How Artificial Intelligence Predicts Financial Markets

Role of AI in structuring the Financial Market

Digitalization in the form of artificial intelligence (AI) has not only led to dependence on technology but has also greatly impacted the global economy. AI has successfully maneuvered the routine and mundane tasks, creating jobs, that are advanced in machine learning algorithms. This touched the financial market with visible disruption. The financial market, now, requires computational applications for forecasting, modelling trends and trading information. Neural network is an effective and self-learning algorithmic approach, which when applied in financial market predictions can quicken the process while maintaining accuracy at the same time. This is expected to create a cutting-edge towards future investment decision-making.

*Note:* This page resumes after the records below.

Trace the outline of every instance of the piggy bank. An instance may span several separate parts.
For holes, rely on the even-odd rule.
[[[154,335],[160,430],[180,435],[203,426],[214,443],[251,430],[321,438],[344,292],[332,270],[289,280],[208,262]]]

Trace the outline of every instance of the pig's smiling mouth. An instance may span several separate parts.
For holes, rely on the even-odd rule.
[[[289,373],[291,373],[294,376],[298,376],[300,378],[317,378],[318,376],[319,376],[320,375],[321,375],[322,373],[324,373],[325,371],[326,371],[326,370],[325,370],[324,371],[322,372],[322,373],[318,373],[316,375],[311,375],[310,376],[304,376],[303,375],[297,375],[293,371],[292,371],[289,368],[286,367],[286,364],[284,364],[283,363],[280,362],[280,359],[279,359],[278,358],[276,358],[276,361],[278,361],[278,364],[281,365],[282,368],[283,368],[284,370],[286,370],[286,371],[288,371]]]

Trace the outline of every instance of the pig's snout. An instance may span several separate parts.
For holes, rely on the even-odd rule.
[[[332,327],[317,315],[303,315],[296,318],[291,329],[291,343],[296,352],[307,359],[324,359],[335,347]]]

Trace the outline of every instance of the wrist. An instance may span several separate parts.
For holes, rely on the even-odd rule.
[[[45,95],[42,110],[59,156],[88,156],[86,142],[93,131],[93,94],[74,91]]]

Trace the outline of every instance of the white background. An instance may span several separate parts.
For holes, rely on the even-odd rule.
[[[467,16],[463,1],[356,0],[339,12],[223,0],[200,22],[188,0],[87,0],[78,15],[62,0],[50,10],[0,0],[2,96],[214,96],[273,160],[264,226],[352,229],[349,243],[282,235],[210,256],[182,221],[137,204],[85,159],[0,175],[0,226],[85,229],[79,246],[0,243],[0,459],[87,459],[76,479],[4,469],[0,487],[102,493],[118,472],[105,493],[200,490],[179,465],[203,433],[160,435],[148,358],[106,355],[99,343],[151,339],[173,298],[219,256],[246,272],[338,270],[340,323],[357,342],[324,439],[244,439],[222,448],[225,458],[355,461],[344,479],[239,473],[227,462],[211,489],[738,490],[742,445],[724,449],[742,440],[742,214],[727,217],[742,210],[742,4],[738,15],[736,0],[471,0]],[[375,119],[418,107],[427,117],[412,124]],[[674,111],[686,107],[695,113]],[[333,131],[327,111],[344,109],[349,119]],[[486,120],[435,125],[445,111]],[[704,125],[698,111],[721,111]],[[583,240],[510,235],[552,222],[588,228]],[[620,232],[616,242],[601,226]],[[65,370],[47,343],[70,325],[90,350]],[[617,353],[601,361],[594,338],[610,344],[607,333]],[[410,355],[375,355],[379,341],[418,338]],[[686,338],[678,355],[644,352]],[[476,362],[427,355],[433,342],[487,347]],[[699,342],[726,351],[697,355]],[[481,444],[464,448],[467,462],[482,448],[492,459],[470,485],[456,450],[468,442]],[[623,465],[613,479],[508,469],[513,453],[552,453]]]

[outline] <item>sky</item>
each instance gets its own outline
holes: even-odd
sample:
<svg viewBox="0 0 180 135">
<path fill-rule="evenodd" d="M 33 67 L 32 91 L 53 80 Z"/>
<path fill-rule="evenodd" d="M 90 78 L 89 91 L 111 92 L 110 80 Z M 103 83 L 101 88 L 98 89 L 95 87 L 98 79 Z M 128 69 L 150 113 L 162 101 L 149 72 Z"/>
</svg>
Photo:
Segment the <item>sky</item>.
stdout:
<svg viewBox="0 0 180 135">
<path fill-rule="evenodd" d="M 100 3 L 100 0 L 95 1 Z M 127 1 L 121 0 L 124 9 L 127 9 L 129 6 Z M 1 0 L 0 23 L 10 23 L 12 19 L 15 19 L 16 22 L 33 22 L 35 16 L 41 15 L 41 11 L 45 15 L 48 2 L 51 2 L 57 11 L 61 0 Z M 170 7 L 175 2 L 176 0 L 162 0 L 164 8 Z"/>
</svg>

How predictable is the financial market?

Over the years, experts have debated over the topic whether the financial market is predictable at all. According to the theory, “Efficient Market Hypothesis”, without resorting to illegal means, it is not possible to predict the financial market correctly all the time. This claim was legitimate until recently. With introduction of AI in the financial world, leading firms such as Renaissance Technologies, Two Sigma, and D.E. Shaw could outperform the financial market. A combination of calculation, statistics and AI, powered the financial market with success that was never seen before.

AI used in market prediction

A leading financial technology company, based out of Israel, has already started depending upon AI to formulate stock predictions. The advanced technology of predictive algorithm played a key role in enhancing the effectiveness of the company in stock predictions. This was truly dynamic since AI could recognize the pattern of chaos and the fluctuation in price along with trend. The algorithm used here could successfully predict the movement of stocks, interest rates, currency values, value of exchange traded funds, incorporation of commodities and global indices.

In the instance of hedge funds, AI is dominantly used to predict and trade. Previously it was dependent on algorithm-based on static models that didn’t consider market volatiles. However, with AI, innovative solutions and approaches were implemented which helped to make better predictions even after considering market fluctuations.

Genotick – A self-learning algorithm software

Genotick is a self-learning algorithm program that can create mechanical trading systems. Based on open source data, it can help to predict the stock market. Since the software was created basis genetic or evolutionary algorithms, it can re-learn basis incorrect prediction.

Reasons to depend on AI

The following are the reasons that contributed to increased dependence on AI for financial market predictions:

  • Overall analysis of market trends, trading costs and market fluctuations
  • Increase the pace of trading
  • Identify market pattern
  • Gauge trading strategies
  • Automate work flow
  • Leverage investment opportunities


Hence, we can conclude that AI and deep learning can help to predict financial market movements. In-depth research analysis using AI capabilities on stock market, forex or cryptocurrency is needed for assessment of critical asset management.